Я довольно легко научился ставить пластинку на проигрыватель, не ерзая ею из стороны в сторону, и опускать иголку точно в бороздку — именно туда, куда нужно. Я был доволен, что способен внести свою лепту. Для меня это было нечто особенное: делать что-то, за что люди готовы платить.
Вместе с тем пришлось усвоить и кое-какие уроки. Стоило мне поставить музыку поживее, как танцоры покидали круг. Что-нибудь быстрое и веселое — и они тут же рассаживаются вдоль стен. Я слышал, как скрипели стулья. И сказал Лэнгли: «В людях, которые приходят на наши танцы с чаем, не осталось никакого боевого духа. Им не хочется хорошо провести время. Они приходят сюда поддержать друг друга. Главным образом им хочется именно этого: поддерживать друг друга и медленно перемещаться по комнате».
«Откуда в тебе такая уверенность в отношении любой из пар?» — спросил Лэнгли. «Так я же слышу звуки, какие звучат, когда они танцуют. Кружат, волоча ноги, с запутанным усыпляющим шиканьем. Производят какой-то странный, не от мира сего звук. И предпочитают музыку невнятную и медленную, особенно которую исполняет какой-нибудь плохой английский свинг-оркестр со множеством скрипок». Честно признаться, я стал относиться к нашим танцам с чаем по вторникам как к публичным похоронам. Даже коммунист, стоявший у нашего крыльца и раздававший листовки, не мог расшевелить наших чайных танцоров. Лэнгли сказал, что это низенький парнишка, малец в очках с толстыми стеклами с сумкой, доверху набитой марксистской литературой. Я слышал этого малого: своим резким голосом он вызывал жуткую неприязнь. «Тротуар вам не принадлежит, — огрызался он, — тротуар для народа!» С места он не сходил, но дело не в том, ему все равно не везло в раздаче листовок. Пары, являвшиеся к нам на танцы в залоснившихся костюмах и изношенных воротничках, в потертых пальто и потрепанных платьях, были теми самыми капиталистами-эксплуататорами, которых он жаждал подвигнуть на свержение самих себя.
Только Лэнгли, всеядный журналист, в конце концов взял кое-что из коммунистического чтива у этого мальца, а именно «Дейли уоркер», газету, которую не всегда можно было отыскать в газетных киосках.
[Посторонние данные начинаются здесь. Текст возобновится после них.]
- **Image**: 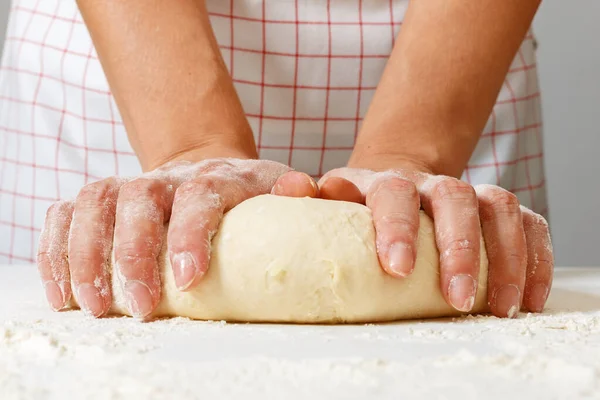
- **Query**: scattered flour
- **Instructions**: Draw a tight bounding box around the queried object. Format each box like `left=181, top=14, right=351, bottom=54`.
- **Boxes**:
left=0, top=311, right=600, bottom=400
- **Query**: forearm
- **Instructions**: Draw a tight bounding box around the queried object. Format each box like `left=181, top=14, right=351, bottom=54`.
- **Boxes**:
left=350, top=0, right=540, bottom=177
left=78, top=0, right=256, bottom=170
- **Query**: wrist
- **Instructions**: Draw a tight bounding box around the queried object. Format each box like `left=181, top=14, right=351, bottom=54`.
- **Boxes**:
left=348, top=146, right=447, bottom=175
left=142, top=141, right=258, bottom=171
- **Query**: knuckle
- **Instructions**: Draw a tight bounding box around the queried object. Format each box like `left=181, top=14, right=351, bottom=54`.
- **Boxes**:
left=433, top=178, right=476, bottom=201
left=488, top=188, right=520, bottom=215
left=441, top=238, right=477, bottom=259
left=42, top=200, right=74, bottom=225
left=119, top=177, right=165, bottom=198
left=115, top=240, right=160, bottom=261
left=69, top=246, right=105, bottom=271
left=76, top=179, right=115, bottom=208
left=380, top=177, right=418, bottom=196
left=379, top=212, right=419, bottom=232
left=37, top=250, right=52, bottom=269
left=176, top=177, right=217, bottom=197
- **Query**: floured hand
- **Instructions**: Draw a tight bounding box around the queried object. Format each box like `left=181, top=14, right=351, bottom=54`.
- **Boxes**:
left=38, top=158, right=317, bottom=318
left=319, top=168, right=554, bottom=318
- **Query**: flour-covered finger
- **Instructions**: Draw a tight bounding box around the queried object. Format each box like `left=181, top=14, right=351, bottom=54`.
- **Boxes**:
left=422, top=177, right=481, bottom=312
left=319, top=176, right=365, bottom=203
left=521, top=206, right=554, bottom=312
left=37, top=201, right=74, bottom=311
left=475, top=185, right=527, bottom=318
left=114, top=177, right=174, bottom=318
left=366, top=177, right=420, bottom=277
left=69, top=178, right=120, bottom=317
left=271, top=171, right=319, bottom=197
left=167, top=178, right=226, bottom=290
Стоило это сделать, как малец в ту же минуту явно почувствовал, что выполнил свою миссию, потому как припустил прочь и никогда больше не показывался на наших танцах с чаем.
* * *
Тяжелая домашняя работа, обрушившаяся на бедняжку Шивон из-за нашей затеи, оказалась ей совершенно не по силам. Когда в одно прекрасное утро она не спустилась из своей комнаты, миссис Робайло поднялась взглянуть, в чем дело, и обнаружила несчастную мертвой в постели с четками в руках.
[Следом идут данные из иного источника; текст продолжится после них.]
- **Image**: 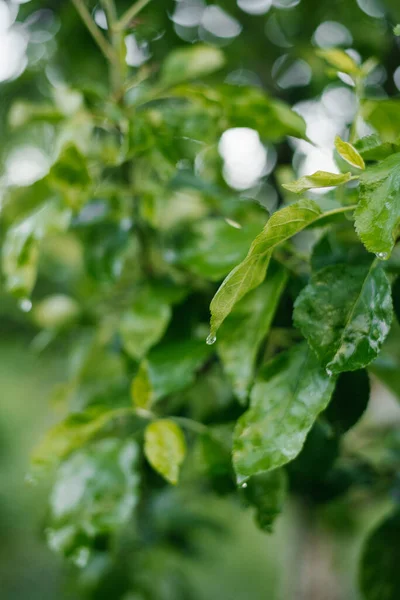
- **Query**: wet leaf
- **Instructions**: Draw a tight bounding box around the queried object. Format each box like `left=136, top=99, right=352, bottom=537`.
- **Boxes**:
left=210, top=200, right=322, bottom=340
left=217, top=266, right=287, bottom=402
left=335, top=135, right=365, bottom=169
left=282, top=171, right=352, bottom=194
left=144, top=419, right=186, bottom=485
left=354, top=153, right=400, bottom=259
left=293, top=262, right=393, bottom=373
left=360, top=511, right=400, bottom=600
left=233, top=344, right=335, bottom=482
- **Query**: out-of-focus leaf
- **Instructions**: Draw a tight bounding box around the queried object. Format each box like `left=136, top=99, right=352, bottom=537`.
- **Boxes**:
left=217, top=266, right=287, bottom=401
left=119, top=288, right=171, bottom=360
left=293, top=262, right=393, bottom=373
left=354, top=153, right=400, bottom=259
left=354, top=133, right=400, bottom=160
left=32, top=407, right=119, bottom=468
left=244, top=469, right=287, bottom=533
left=233, top=344, right=335, bottom=482
left=317, top=48, right=361, bottom=76
left=148, top=340, right=212, bottom=400
left=131, top=361, right=153, bottom=409
left=144, top=419, right=186, bottom=485
left=209, top=200, right=322, bottom=342
left=360, top=510, right=400, bottom=600
left=33, top=294, right=79, bottom=329
left=160, top=44, right=225, bottom=86
left=361, top=98, right=400, bottom=143
left=177, top=219, right=260, bottom=281
left=2, top=200, right=71, bottom=297
left=282, top=171, right=352, bottom=194
left=46, top=438, right=139, bottom=566
left=335, top=135, right=365, bottom=169
left=324, top=370, right=371, bottom=435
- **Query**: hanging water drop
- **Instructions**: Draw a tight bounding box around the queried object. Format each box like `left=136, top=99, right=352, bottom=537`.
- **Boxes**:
left=206, top=333, right=217, bottom=346
left=18, top=298, right=32, bottom=312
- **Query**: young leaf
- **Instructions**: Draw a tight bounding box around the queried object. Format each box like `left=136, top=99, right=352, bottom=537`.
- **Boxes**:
left=144, top=419, right=186, bottom=485
left=317, top=48, right=361, bottom=76
left=131, top=361, right=153, bottom=409
left=217, top=267, right=287, bottom=401
left=324, top=370, right=371, bottom=435
left=335, top=135, right=365, bottom=169
left=46, top=438, right=139, bottom=558
left=282, top=171, right=352, bottom=194
left=209, top=200, right=322, bottom=342
left=244, top=469, right=288, bottom=533
left=354, top=153, right=400, bottom=259
left=293, top=261, right=393, bottom=373
left=160, top=44, right=225, bottom=86
left=360, top=510, right=400, bottom=600
left=233, top=344, right=335, bottom=482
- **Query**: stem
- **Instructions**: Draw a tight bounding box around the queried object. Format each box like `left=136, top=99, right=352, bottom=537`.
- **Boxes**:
left=72, top=0, right=115, bottom=63
left=115, top=0, right=151, bottom=31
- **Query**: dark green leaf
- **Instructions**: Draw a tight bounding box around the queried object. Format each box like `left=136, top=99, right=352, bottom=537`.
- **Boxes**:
left=217, top=267, right=287, bottom=401
left=144, top=419, right=186, bottom=485
left=354, top=153, right=400, bottom=259
left=360, top=511, right=400, bottom=600
left=293, top=262, right=393, bottom=373
left=233, top=344, right=335, bottom=482
left=209, top=200, right=322, bottom=343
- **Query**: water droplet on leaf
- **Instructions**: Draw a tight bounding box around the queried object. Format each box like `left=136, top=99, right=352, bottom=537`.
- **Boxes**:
left=206, top=333, right=217, bottom=346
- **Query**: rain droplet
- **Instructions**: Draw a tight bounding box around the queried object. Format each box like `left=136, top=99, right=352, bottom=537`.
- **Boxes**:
left=206, top=333, right=217, bottom=346
left=18, top=298, right=32, bottom=312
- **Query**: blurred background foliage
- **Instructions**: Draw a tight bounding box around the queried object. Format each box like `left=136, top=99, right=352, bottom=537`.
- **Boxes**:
left=0, top=0, right=400, bottom=600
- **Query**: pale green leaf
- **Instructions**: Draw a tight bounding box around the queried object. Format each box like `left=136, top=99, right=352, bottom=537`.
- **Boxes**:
left=282, top=171, right=352, bottom=194
left=233, top=344, right=335, bottom=482
left=317, top=48, right=361, bottom=76
left=217, top=267, right=287, bottom=401
left=294, top=262, right=393, bottom=373
left=354, top=153, right=400, bottom=259
left=144, top=419, right=186, bottom=485
left=160, top=44, right=225, bottom=86
left=209, top=200, right=322, bottom=336
left=131, top=361, right=153, bottom=409
left=335, top=135, right=365, bottom=169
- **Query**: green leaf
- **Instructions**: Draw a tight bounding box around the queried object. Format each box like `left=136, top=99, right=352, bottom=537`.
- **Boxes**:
left=176, top=219, right=260, bottom=281
left=317, top=48, right=361, bottom=76
left=2, top=200, right=71, bottom=297
left=282, top=171, right=352, bottom=194
left=233, top=344, right=335, bottom=482
left=293, top=261, right=393, bottom=373
left=144, top=419, right=186, bottom=485
left=217, top=266, right=287, bottom=401
left=208, top=200, right=322, bottom=343
left=147, top=340, right=212, bottom=402
left=360, top=510, right=400, bottom=600
left=335, top=135, right=365, bottom=169
left=131, top=361, right=153, bottom=410
left=354, top=153, right=400, bottom=259
left=244, top=469, right=287, bottom=533
left=46, top=438, right=139, bottom=566
left=354, top=133, right=400, bottom=160
left=119, top=288, right=172, bottom=360
left=32, top=407, right=120, bottom=468
left=324, top=370, right=371, bottom=435
left=160, top=44, right=225, bottom=86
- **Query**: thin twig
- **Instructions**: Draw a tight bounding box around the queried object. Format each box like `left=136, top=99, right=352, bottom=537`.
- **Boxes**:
left=72, top=0, right=115, bottom=62
left=115, top=0, right=151, bottom=31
У Шивон не было никаких известных нам родственников, в ящичке ее бюро не хранилось никаких писем, ничего, указывавшего, что вне стен нашего дома у нее была хоть какая-то жизнь. Однако мы все-таки нашли кое-что — банковскую сберегательную книжку. Триста пятьдесят долларов — кругленькая сумма по тем временам, если только забыть о том, что это она накопила за всю жизнь, за тридцать с лишним лет работы на нашу семью. Была, разумеется, церковь, прихожанкой которой она состояла, Святой Агнессы на Пятидесятых улицах Вест-Сайда, которая по нашей просьбе и взяла на себя заботы по погребению. Тамошний священник принял банковскую книжку Шивон, сказав, что хранящиеся на ней деньги пойдут на церковные нужды — после того как государство покончит с обычной своей тягомотиной.
В виде искупления Лэнгли поместил платные некрологи во всех до единой газетах города, не только крупных — как «Телеграм» и «Сан», «Ивнинг пост» и «Трибьюн», «Геральд», «Уорлд», «Джорнэл», «Таймс», «Америкэн», «Ньюс», «Миррор», но и в «Айриш эко» и районных газетах, вроде «Бруклин игл», «Бронкс хоум ньюс» и даже в «Амстердам ньюс» для цветных. Извещая тем самым, что эта добропорядочная и благочестивая женщина всю свою жизнь отдала служению другим и своим простодушием и страстью к чистоте сделала богаче жизни двух поколений признательного семейства.